According to Lou Dobbs’s bio, he’s the “leading voice of reason” in America. How serendipitous, then, that he should appear with Imus, one of the more unreasonable people in this country.
“A passionate good morning to you!” Dobbs barked, still feeling the energy from last week’s Tax Day Tea Party rally he attended in New York City.
“It was great fun,” he told Imus. “These are terrific people. They’re concerned about their country and fellow citizens, they want to make certain that the future generations of Americans have a country that resembles that which we inherited.”
Plus, Imus joked, “There were probably no illegal immigrants there either, right?”
One of Dobbs’s pet causes has been how to deal with the 12-20 million illegal immigrants in America, and he has been working recently with people in Washington to come up with a solution to the problem.
“We’ve got to have a rational, effective, humane immigration system, and we’ve got to have secure borders and ports,” said Dobbs, who has been accused of, among other things, racism for his position on the issue.
He would not confirm rumors that he’ll run for President, saying he’ll get serious in the next month or so. Dobbs did say, however, that he’d only run if he thought he could win.
“I couldn’t imagine doing it for any other reason,” he said.
The recent SEC action accusing Goldman Sachs of fraudulent activity seems “peculiar” to Dobbs, who thinks Goldman has some very serious questions to answer.

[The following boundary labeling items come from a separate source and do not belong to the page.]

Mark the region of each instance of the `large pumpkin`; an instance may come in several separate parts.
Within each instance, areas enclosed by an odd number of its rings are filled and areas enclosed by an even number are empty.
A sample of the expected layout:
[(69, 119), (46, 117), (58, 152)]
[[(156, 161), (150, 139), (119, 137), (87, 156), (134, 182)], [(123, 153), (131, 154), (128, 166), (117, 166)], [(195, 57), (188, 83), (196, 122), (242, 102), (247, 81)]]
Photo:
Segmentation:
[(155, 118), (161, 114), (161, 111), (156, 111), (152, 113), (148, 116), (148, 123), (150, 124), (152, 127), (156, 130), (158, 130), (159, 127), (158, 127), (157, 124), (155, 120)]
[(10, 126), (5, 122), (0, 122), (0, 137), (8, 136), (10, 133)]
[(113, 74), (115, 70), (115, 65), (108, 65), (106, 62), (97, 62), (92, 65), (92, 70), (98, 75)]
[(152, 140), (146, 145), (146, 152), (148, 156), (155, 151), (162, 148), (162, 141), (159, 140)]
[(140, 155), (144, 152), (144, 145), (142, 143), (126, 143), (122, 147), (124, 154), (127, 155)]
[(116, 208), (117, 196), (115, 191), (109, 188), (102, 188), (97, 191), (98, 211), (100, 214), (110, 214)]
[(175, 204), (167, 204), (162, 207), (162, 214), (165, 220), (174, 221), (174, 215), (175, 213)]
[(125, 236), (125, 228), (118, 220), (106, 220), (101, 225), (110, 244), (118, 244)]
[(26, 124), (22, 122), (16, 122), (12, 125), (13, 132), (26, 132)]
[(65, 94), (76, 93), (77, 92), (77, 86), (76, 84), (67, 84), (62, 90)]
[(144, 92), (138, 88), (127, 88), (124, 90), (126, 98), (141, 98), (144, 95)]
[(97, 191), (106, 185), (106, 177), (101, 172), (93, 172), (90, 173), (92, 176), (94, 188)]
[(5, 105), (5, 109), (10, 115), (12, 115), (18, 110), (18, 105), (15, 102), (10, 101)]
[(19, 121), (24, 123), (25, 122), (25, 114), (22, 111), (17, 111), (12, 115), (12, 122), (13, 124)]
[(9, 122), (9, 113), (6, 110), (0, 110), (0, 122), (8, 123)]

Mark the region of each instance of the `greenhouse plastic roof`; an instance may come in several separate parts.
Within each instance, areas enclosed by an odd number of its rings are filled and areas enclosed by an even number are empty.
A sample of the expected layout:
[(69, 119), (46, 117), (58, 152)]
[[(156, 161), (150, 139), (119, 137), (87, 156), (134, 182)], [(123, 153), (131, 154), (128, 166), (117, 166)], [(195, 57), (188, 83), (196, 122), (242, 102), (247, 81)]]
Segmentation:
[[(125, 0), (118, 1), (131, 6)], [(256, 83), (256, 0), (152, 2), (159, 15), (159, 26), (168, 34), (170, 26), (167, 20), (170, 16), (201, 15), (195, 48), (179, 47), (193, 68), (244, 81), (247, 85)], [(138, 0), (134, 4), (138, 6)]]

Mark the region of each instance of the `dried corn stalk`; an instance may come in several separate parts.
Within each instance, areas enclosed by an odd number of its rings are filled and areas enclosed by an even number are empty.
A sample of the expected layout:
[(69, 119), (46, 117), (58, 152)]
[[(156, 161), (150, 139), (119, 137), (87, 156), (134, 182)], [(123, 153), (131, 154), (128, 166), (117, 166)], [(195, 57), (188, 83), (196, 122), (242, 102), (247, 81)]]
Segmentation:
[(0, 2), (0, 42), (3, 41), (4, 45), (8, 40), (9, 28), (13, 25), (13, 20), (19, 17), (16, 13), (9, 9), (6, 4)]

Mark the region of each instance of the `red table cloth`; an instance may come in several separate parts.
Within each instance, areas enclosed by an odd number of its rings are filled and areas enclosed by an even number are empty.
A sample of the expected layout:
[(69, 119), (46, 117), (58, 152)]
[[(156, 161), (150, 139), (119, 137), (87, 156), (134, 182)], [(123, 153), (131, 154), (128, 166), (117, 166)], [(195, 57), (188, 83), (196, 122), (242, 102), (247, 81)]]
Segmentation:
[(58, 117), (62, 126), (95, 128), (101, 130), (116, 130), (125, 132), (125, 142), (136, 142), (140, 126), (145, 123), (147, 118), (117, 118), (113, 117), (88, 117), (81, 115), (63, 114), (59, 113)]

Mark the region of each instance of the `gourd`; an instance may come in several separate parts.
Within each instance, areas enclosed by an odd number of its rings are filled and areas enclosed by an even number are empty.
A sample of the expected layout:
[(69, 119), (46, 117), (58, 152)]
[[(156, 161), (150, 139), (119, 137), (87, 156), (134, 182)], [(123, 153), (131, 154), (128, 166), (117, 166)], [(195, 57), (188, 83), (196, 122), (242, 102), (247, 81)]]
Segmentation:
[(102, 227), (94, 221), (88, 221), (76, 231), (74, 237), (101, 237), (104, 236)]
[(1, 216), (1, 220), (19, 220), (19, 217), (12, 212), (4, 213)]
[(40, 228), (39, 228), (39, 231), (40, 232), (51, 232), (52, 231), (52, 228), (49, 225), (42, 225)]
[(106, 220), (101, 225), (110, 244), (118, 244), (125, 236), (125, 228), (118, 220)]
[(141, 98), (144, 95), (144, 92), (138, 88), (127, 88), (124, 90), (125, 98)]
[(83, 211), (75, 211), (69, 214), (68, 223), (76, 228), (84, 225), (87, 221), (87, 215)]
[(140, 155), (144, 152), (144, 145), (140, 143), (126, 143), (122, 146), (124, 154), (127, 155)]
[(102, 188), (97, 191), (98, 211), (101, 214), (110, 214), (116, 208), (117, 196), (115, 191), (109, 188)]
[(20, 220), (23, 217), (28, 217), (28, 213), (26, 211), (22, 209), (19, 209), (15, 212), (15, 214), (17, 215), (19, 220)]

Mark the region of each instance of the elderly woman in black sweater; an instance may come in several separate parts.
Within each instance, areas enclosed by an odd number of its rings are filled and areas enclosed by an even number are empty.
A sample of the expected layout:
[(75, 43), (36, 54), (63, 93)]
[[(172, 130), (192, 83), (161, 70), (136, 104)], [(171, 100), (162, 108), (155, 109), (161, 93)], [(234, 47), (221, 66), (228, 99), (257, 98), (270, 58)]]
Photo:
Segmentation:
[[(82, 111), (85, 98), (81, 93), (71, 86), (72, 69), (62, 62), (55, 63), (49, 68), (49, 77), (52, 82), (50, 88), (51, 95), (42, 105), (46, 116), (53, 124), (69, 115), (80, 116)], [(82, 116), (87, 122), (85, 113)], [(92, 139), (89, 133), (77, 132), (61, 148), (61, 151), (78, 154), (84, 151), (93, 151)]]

“Goldman’s executives and board may have forgotten, they’re now a commercial bank holding company, and have different responsibilities from when they were a wild-eyed investment bank on Wall Street,” Dobbs observed.
In his opinion, Goldman “got a little too fancy,” and a little too proud. “If Goldman’s management doesn’t understand they’ve got to change the way they’re doing business—and I mean before any financial reform legislation—then they’re on an unfortunate path,” he said.
Dobbs called it “unethical and not wise” for Goldman to put itself in a position to bet against its clients. Determining criminality is not his job, but he owed that part of the firm’s role is to create markets, which is what they did by knowingly pooling bad mortgages and selling them to people so that hedge funds could bet against them.
The real question, Dobbs added, is whether the federal government has “the guts” to reenact the Glass-Steagall Act, which would separate commercial and investment banks. In Dobbs’s view, this is necessary because current reform proposals “don’t go far enough to return us to a period of sanity.”
Yet it remains unclear what could possibly be done to restore Dobbs’s own sanity.